A lo largo del tiempo la música se ha utilizado tanto para sanar
como para liberar o introducir “demonios” dentro del cuerpo. Los rituales
mágicos y religiosos de las tribus más ancestrales servían para canalizar la
“divinidad” o “el más allá” en la cultura de los pueblos. El chamán era una
especie de dios con un poder omnímodo sobre los demás, utilizado como un
mecanismo de control sobre todo el clan. En los papiros egipcios ya se
describía la influencia que tenía la música sobre los demás.
Los pitagóricos relacionaban la
enfermedad mental con un desorden del alma y la música tenía el poder de
restablecer la salud humana. Para Platón la música tenía un origen divino y procuraba
el beneficio de calmar a las personas, sin embargo, fue Aristóteles el que
desarrolló a través de la teoría del Ethos, que la música podía provocar
diferentes estados de ánimo. El gran hallazgo fue que la música podía
configurar el carácter de la gente.
Por lo tanto, a través de la
música y de sus elementos como el sonido, el ritmo, la melodía o la armonía,
podrían facilitar y promover la comunicación, así como las relaciones, el
aprendizaje, el movimiento, la expresión, la organización y otros objetivos. La
música puede satisfacer tanto las necesidades físicas, como las emocionales,
mentales, sociales y cognitivas. El valor de la música puede ser inmenso y
utilizarse como un instrumento para producir cambios. Sin embargo, como en los viejos
viajes del LSD, podían explorar aventuras asombrosas y estupendas o, por el
contrario, transformarse en una travesía hacia el infierno dependiendo de la
predisposición del viajero. Si su vida era un infierno allá que iba “de
cabeza”.
La potencialidad actual de la
música se refleja en la obra de Oliver Sacks, Musicofilia, que analiza un relato sobre la música y el cerebro
donde a través de fenómenos como la
«amusia» –o incapacidad para sentir la música–, el híper-musical síndrome de
Williams –un extraño fenómeno de extrema sociabilidad–, las alucinaciones
musicales, las melodías pegadizas susceptibles de convertirse en bucles sonoros,
los perjuicios de nuestra fijación con el iPod o la música como inspiradora de
auténtico terror, elabora un lúcido
análisis de la identidad humana y de cómo la música, en un mundo en el que
no hay manera de escapar de ella, es un
factor clave para crear esa identidad, ya sea de una manera patógena o como un agente
enormemente positivo a la hora de tratar el Parkinson, la demencia, el
síndrome de Tourette, la encefalitis o los ataques de lóbulo temporal. Por
tanto, los avances de la medicina “científica” occidental han establecido una
relación empírica entre la música y la salud mental. Esta obra de Oliver es un
buen entretenimiento para este verano.
Es cierto, hay muchas personas
incapaces de sentir la música -Amusia- pero yo cada vez estoy más convencido
que estas almas “cándidas”, incapaces de emocionarse y de interpretar esta
“sensiblería” como algo vergonzante, no están preparadas para tener un sentimiento
de ternura y de afecto hacia el mundo que le rodea, ni siquiera con los seres
humanos que configuran sus propias redes sociales.
Incluso, las consecuencias de la
amusia pueden ser graves, porque pueden provocar una “diplopía mental” con
ataques complejos de una forma de epilepsia musicogénica.
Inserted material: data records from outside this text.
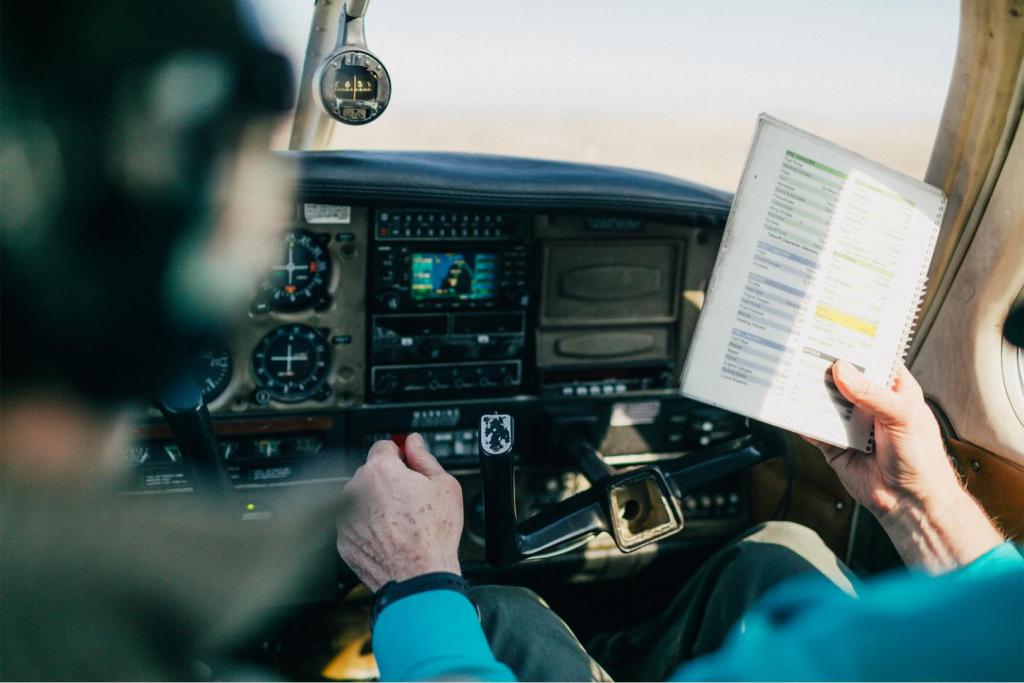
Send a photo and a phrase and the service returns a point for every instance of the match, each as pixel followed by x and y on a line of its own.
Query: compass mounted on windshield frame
pixel 352 86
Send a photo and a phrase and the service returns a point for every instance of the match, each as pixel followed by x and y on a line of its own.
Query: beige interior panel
pixel 981 114
pixel 960 364
pixel 996 482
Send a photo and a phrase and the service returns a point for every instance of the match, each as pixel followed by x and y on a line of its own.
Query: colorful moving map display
pixel 468 276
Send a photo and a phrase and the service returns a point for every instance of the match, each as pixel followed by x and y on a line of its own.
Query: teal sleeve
pixel 434 635
pixel 967 626
pixel 1001 557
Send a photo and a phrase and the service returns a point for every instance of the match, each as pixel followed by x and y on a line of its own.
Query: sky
pixel 672 85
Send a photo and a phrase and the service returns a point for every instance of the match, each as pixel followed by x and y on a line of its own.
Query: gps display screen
pixel 454 275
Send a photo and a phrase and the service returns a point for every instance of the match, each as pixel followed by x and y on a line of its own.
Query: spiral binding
pixel 911 322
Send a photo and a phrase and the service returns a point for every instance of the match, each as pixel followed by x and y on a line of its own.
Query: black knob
pixel 389 301
pixel 386 383
pixel 430 348
pixel 520 298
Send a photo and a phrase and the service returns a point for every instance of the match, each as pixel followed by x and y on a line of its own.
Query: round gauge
pixel 353 86
pixel 300 278
pixel 211 368
pixel 291 363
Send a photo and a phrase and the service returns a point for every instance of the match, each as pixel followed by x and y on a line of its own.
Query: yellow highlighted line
pixel 846 321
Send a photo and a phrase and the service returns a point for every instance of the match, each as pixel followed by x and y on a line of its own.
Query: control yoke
pixel 636 506
pixel 186 414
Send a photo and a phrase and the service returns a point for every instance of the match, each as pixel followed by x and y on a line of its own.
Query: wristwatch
pixel 435 581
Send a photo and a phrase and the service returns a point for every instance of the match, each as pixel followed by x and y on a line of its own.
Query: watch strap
pixel 435 581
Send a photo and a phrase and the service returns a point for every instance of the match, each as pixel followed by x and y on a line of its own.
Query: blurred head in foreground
pixel 137 200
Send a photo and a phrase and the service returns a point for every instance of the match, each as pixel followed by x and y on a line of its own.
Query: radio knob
pixel 520 298
pixel 389 301
pixel 387 383
pixel 431 348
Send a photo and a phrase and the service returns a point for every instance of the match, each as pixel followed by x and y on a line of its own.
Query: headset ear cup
pixel 87 301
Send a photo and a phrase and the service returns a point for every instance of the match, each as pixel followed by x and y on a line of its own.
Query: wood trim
pixel 996 482
pixel 248 427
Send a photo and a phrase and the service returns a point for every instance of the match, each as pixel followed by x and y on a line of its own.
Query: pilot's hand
pixel 908 483
pixel 401 515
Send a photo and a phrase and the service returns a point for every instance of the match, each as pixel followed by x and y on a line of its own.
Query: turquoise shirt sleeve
pixel 965 626
pixel 434 635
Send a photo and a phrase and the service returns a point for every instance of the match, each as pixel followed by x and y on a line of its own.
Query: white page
pixel 823 257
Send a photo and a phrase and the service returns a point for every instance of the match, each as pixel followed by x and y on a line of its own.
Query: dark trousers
pixel 539 646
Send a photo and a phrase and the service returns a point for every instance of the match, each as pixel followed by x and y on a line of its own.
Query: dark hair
pixel 113 114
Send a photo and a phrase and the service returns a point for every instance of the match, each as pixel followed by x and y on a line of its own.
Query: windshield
pixel 662 85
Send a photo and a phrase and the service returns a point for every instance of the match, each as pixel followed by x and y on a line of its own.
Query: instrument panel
pixel 376 322
pixel 372 306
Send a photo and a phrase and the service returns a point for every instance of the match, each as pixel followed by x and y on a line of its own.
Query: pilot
pixel 775 604
pixel 132 218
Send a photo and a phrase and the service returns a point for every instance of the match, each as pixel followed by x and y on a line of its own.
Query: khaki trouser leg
pixel 539 646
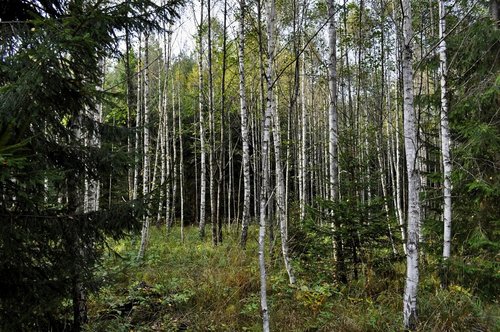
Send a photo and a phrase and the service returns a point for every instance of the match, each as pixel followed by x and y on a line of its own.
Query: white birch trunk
pixel 271 16
pixel 138 120
pixel 445 134
pixel 211 125
pixel 303 136
pixel 244 128
pixel 145 178
pixel 203 167
pixel 411 150
pixel 181 166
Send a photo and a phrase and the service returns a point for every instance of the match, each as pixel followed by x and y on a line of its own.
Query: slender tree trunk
pixel 145 179
pixel 203 167
pixel 445 143
pixel 128 72
pixel 333 134
pixel 138 119
pixel 244 128
pixel 221 162
pixel 280 195
pixel 411 150
pixel 303 135
pixel 271 17
pixel 211 122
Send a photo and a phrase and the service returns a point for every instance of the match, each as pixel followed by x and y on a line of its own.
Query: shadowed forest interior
pixel 248 165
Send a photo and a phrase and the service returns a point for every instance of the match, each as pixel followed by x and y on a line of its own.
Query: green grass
pixel 198 287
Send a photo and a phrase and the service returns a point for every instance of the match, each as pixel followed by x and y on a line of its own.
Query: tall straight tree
pixel 244 127
pixel 333 180
pixel 146 166
pixel 445 142
pixel 411 150
pixel 271 18
pixel 211 126
pixel 203 154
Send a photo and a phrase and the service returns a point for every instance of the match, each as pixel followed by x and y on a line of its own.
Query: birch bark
pixel 445 140
pixel 411 151
pixel 145 178
pixel 244 127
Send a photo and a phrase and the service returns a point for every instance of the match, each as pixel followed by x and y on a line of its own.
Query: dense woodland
pixel 299 166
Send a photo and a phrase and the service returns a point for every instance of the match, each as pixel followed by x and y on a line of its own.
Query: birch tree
pixel 411 151
pixel 203 167
pixel 445 141
pixel 145 171
pixel 244 127
pixel 271 17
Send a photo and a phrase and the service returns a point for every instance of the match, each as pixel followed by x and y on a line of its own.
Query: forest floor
pixel 195 286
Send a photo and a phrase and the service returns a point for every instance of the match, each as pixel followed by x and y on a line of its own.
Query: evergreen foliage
pixel 50 77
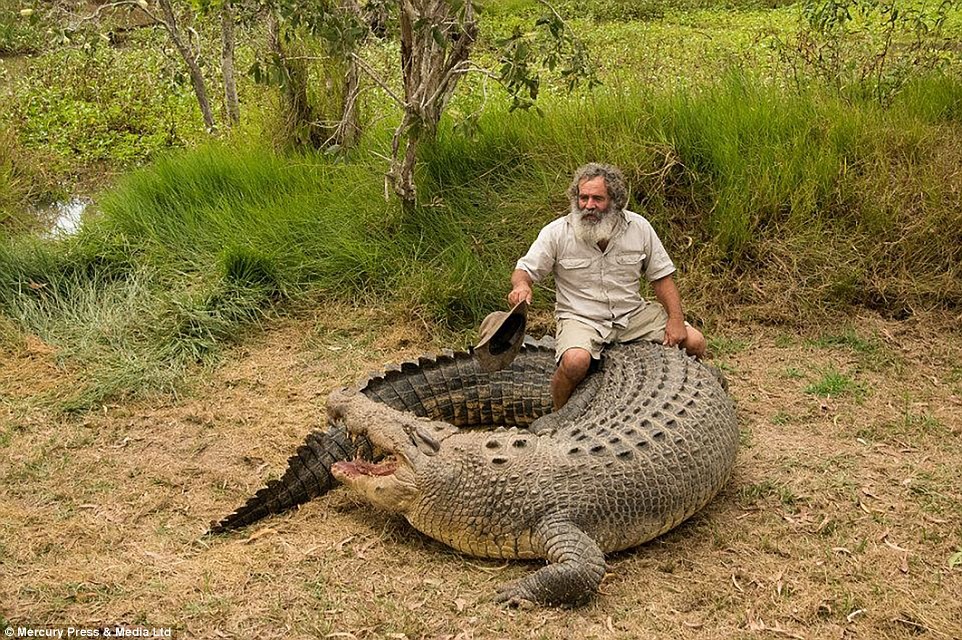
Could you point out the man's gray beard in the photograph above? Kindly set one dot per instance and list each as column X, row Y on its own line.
column 594, row 232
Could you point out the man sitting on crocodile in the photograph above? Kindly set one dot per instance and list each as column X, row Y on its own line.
column 598, row 253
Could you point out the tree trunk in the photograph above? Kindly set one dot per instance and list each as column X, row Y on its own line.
column 301, row 119
column 231, row 104
column 348, row 127
column 435, row 45
column 196, row 76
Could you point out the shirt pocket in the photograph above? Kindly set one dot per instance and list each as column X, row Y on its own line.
column 574, row 263
column 628, row 267
column 630, row 259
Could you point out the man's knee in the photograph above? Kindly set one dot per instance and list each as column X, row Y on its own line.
column 695, row 343
column 575, row 363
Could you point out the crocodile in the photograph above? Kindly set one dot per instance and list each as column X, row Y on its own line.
column 645, row 442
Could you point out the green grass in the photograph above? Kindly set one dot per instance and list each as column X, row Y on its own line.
column 205, row 242
column 834, row 384
column 720, row 346
column 755, row 183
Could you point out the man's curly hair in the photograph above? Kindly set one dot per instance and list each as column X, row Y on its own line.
column 614, row 183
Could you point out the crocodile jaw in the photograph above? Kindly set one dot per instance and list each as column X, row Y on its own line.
column 388, row 485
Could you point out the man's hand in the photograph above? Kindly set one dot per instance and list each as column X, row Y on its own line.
column 675, row 332
column 520, row 287
column 520, row 292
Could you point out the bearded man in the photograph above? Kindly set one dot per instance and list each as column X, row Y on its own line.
column 598, row 254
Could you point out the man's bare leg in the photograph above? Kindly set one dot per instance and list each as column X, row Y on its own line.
column 695, row 343
column 570, row 372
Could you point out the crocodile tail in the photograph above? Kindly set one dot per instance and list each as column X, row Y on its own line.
column 451, row 387
column 308, row 475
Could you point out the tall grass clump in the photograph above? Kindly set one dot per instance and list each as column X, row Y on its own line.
column 794, row 205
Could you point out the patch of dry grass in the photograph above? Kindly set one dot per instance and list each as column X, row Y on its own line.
column 839, row 521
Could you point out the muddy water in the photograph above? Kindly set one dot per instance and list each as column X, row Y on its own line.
column 65, row 217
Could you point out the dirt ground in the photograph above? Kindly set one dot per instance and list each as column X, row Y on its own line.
column 843, row 518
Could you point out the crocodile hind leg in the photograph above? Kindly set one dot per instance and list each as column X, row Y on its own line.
column 577, row 568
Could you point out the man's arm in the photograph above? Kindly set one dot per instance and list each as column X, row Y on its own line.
column 667, row 294
column 520, row 287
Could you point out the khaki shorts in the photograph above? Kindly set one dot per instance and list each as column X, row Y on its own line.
column 646, row 324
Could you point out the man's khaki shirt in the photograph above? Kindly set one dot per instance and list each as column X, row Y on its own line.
column 599, row 288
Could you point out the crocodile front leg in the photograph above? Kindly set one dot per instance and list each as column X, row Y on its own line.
column 577, row 568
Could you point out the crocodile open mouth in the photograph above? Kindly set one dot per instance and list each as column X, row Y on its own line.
column 357, row 468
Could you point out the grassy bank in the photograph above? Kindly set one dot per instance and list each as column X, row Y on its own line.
column 785, row 204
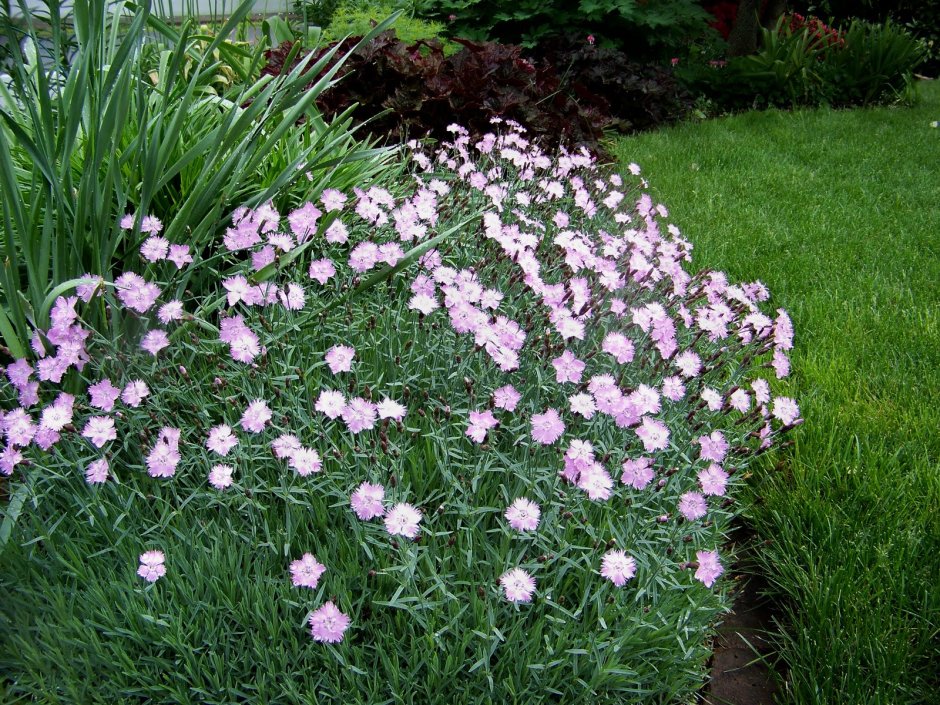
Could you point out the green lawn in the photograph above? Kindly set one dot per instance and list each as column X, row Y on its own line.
column 839, row 214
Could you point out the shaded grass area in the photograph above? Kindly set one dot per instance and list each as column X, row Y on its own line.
column 837, row 212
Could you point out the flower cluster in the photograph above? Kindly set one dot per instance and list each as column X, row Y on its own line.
column 528, row 382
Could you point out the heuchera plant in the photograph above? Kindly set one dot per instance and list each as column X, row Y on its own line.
column 493, row 425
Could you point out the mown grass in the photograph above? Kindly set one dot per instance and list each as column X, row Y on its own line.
column 836, row 211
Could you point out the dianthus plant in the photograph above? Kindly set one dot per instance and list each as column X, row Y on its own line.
column 474, row 437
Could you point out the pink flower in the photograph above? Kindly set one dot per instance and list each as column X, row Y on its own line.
column 96, row 472
column 99, row 430
column 518, row 585
column 713, row 480
column 618, row 567
column 221, row 440
column 480, row 423
column 340, row 358
column 547, row 427
column 104, row 394
column 709, row 567
column 220, row 476
column 619, row 346
column 256, row 416
column 152, row 566
column 179, row 255
column 134, row 393
column 306, row 571
column 786, row 410
column 155, row 341
column 506, row 398
column 568, row 368
column 359, row 415
column 403, row 520
column 328, row 624
column 714, row 446
column 367, row 500
column 654, row 434
column 154, row 249
column 692, row 506
column 163, row 459
column 523, row 515
column 322, row 270
column 331, row 403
Sin embargo, en otros
puede provocar una Musicofilia repentina con una asombrosa aparición o
liberación de talento y pasión musical. ¿En qué grupo te encuentras tú? Es
evidente que no todas las personas tienen las mismas actitudes ante la música, ya
que esta actúa y se comporta como un enzima neurológico que modula reacciones
químicas cerebrales. Esta situación tiene un fondo atribuible a factores
endógenos, que son los menos, pero que tiene un peligro que hay que conocer
para prevenirlo.
En algunos casos la “amusia”
incapacita a la persona para sentir, no solo la música, sino también cualquier otro
sentimiento relacionado con la empatía. Estas personas que empiezan repudiando
la música acaban rechazando a los músicos y por extensión a aquellos que son
diferentes a ellos. Aprovechemos este verano para hacer “ejercicios
espirituales de solidaridad musical” que, en definitiva, nos ayudarán a ser más
felices. Hay que empezar por no odiar las canciones napolitanas, ni el jazz, el
blues, el soul, el rock o incluso la música clásica. Disfrutemos oyendo música
y, especialmente, acudiendo a los conciertos de verano. Lancemos un grito positivo
para evitar esta terrible enfermedad social que es la Amusia ¡Más música y más
cachondeo! Y si lo acompañamos con melodías de Donny Hathsway, de Gregory
Porter, Melody Gardot o, incluso, los Rolling Stones, mejor que mejor.